Last week, Intercontinental Exchange, the owner of the New York Stock Exchange, announced plans to launch a federally regulated bitcoin marketplace, partnering with Microsoft, Boston Consulting Group & Starbucks. Their offering will facilitate a cryptocurrency exchange and custodial solutions – paving the way for bitcoin-based mutual funds, pension funds and conventional investments. Everyday investors will be able to include cryptocurrency-based funds as part of their 401(k) and IRA plans. The implications of that are huge for the sector.

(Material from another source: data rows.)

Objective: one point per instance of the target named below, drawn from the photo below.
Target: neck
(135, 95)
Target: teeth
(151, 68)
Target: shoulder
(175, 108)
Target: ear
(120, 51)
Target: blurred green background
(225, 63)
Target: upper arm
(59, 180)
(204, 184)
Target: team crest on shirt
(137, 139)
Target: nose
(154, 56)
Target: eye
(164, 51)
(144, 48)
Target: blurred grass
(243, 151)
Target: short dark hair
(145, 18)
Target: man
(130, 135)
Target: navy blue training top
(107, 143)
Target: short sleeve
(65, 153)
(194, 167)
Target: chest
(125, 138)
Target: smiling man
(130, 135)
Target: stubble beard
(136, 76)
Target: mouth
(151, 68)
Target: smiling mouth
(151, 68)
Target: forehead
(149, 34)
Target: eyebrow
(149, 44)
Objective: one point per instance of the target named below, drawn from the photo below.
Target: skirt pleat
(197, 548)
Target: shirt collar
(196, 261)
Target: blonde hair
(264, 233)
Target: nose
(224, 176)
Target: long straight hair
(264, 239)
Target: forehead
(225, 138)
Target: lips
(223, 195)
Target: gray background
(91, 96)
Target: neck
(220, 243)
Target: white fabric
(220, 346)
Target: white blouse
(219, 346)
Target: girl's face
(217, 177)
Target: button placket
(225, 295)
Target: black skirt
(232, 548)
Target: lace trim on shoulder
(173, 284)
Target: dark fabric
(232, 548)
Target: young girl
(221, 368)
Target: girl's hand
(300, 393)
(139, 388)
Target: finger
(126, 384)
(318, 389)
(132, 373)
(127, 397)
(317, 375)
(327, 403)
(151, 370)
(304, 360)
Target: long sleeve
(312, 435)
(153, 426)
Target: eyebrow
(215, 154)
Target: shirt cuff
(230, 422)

Institutional Crypto Pits Pioneers Against Blue Bloods
The development of the cryptocurrency marketplace so far has been unique in that it was probably the first time in the history of financial markets in which institutional money had no hand, part or influence on its initial emergence. The rise of bitcoin and cryptocurrency has come about almost purely thanks to pioneering retail investors and enthusiasts. But with cryptocurrency exchanges such as Coinbase reporting a billion-dollar turnover in 2017 and Binance anticipating a billion-dollar profit for the current year – just over a year after launch – it was inevitable that major financial institutions would get involved in this market.

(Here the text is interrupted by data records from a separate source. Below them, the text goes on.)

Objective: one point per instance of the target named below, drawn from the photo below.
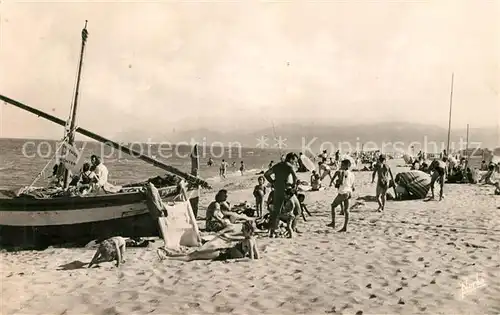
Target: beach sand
(416, 257)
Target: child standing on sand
(223, 169)
(259, 192)
(383, 171)
(345, 186)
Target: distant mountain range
(350, 137)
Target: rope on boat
(50, 161)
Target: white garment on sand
(347, 183)
(102, 174)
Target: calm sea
(22, 160)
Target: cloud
(154, 66)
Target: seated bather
(315, 181)
(412, 185)
(219, 215)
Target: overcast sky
(160, 66)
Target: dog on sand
(110, 250)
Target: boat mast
(192, 179)
(71, 135)
(449, 119)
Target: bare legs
(381, 197)
(341, 200)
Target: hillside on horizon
(297, 135)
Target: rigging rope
(50, 161)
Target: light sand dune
(410, 259)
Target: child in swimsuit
(345, 186)
(259, 192)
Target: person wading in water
(284, 177)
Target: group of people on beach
(285, 205)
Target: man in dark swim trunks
(384, 178)
(282, 171)
(439, 169)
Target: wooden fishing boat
(31, 219)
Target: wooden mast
(195, 171)
(113, 144)
(449, 118)
(71, 135)
(467, 146)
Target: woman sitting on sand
(219, 215)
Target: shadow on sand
(73, 265)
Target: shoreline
(415, 257)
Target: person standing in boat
(100, 170)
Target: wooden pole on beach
(467, 146)
(71, 136)
(195, 167)
(113, 144)
(449, 119)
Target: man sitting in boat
(100, 170)
(86, 179)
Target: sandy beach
(416, 257)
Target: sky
(171, 66)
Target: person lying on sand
(439, 169)
(345, 186)
(246, 246)
(219, 215)
(383, 172)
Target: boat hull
(38, 223)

Conventional online brokerage platforms will now be in direct competition with the pioneering cryptocurrency exchanges like Coinbase, Kraken, and Bitstamp. There will be a differentiation in terms of their offerings: The existing exchanges will facilitate direct trading of the actual currency – offering the ability for the client to store cryptocurrency themselves – while the conventional online brokerages will trade cryptocurrency by way of mutual funds and exchange traded funds. This gives customers the ability to buy in to cryptos without having to access them directly themselves.

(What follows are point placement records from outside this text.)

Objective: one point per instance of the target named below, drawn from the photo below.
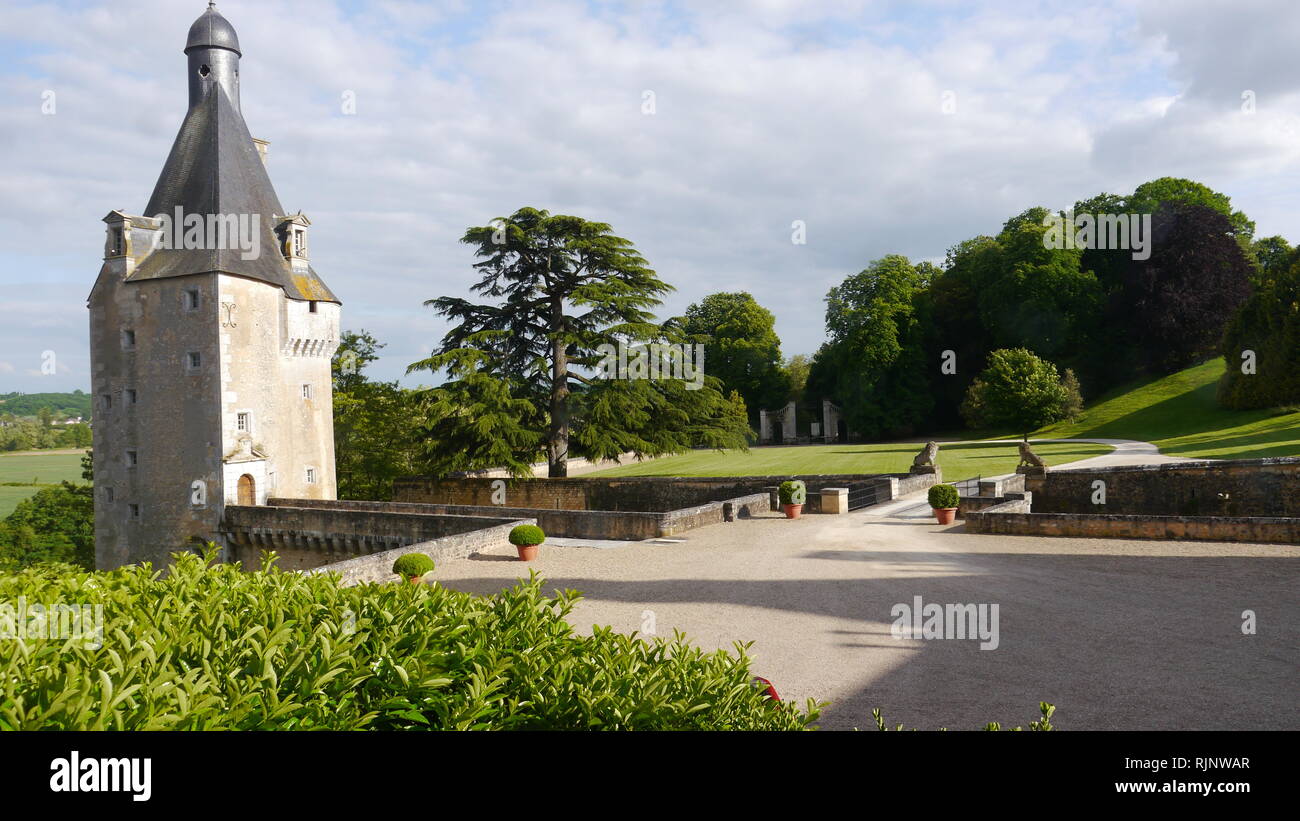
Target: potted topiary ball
(414, 567)
(793, 494)
(944, 500)
(525, 538)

In North American and European markets, long-established regulated trading platforms are likely to become the preferred option for crypto activity.
One of the main benefits of the arrival of cryptocurrency-based ETFs for retail investors will offer a much more seamless and smoother segue into investing in cryptocurrency. It’s likely to make trading cryptos and settling between fiat money and cryptocurrency easier as clients buy into a fund rather than directly accessing the cryptocurrency itself.
In a note to clients earlier this year, JP Morgan highlighted a number of advantages crypto ETF approval would bring retail investors. Most notably, the bank suggested that since ETFs are actively traded and highly transparent, they will facilitate a liquid market for cryptocurrency. They cite high integrity, given that ETFs are traded through brokerage accounts and carry with them insurance via the Securities Investor Protection Corporation (SIPC). For the retail investor, this contrasts with the current crypto-exchanges which offer no such protection despite repeated instances of hacked exchanges.
When the dust settles following the launching of a number of cryptocurrency-based funds, we should see an investing environment that will welcome in new investors to the cryptocurrency sector, providing them with the seamless experience and protections they need to enter this market. The offerings made by traditional banks and exchanges will look very different from those made by crypto pioneers, but it will be a progressive step forward in the consolidation and maturation of this nascent market.